Concurrent with completion of its IPO, a U.S. Private Placement (the "Concurrent Private Placement") was completed consisting of 1,417,603 additional Units at a price of $0.80 Cdn each for total proceeds of $1,134,082.40 Cdn. The Common Shares and Class A Warrants issued pursuant to the Concurrent Private Placement are subject to a four month plus one day hold period. Northland Securities, Inc. acted as agent on the Concurrent Private Placement.

About Duluth Metals
Duluth Metals Limited was founded to acquire, explore and develop copper, nickel and platinum group metal (PGM) deposits in North America. Duluth's principal property is the Maturi Extension Property located within the rapidly emerging Duluth Complex mining camp in northeastern Minnesota. The Duluth Complex hosts one of the world's largest undeveloped repositories of copper, nickel and PGMs, including the world's third largest accumulation of nickel sulphides, and one of the world's largest accumulations of polymetallic copper and platinum group metals.

Mara Strazdins at 416 710 0646.
Henry Sandri, President and CEO, Duluth Metals Limited at [email protected]

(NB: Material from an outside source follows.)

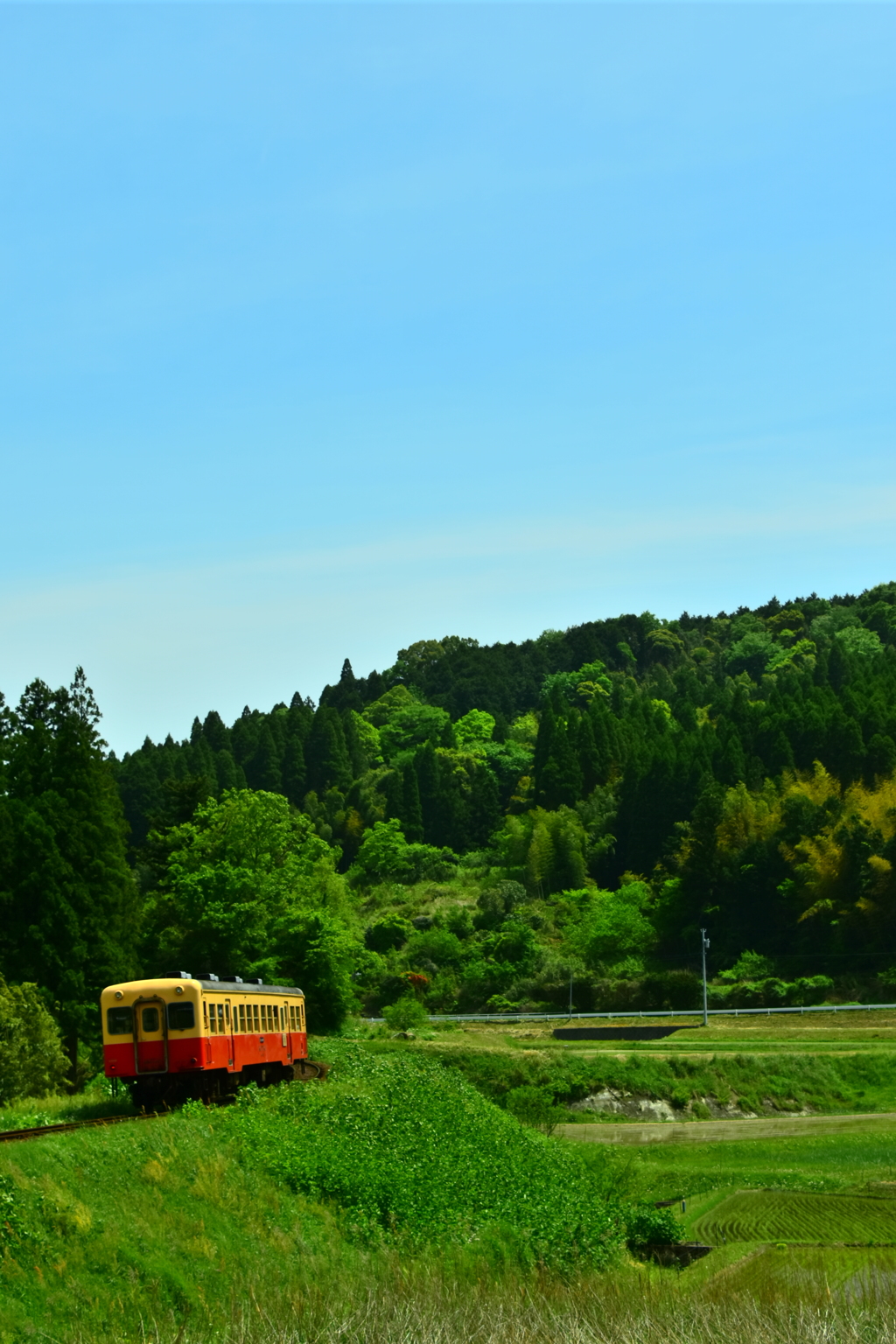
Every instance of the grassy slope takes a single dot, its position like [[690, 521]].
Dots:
[[797, 1077]]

This document may contain forward-looking statements relating to Duluth's operations or to the environment in which it operates. Such statements are based on operations, estimates, forecasts and projections. They are not guarantees of future performance and involve risks and uncertainties that are difficult to predict and may be beyond Duluth's control. A number of important factors could cause actual outcomes and results to differ materially from those expressed in forward-looking statements, including those set forth in other public filings. In addition, such statements relate to the date on which they are made. Consequently, undue reliance should not be placed on such forward-looking statements. Duluth disclaims any intention or obligation to update or revise any forward-looking statements, whether as a result of new information, future events or otherwise, save and except as may be required by applicable securities laws.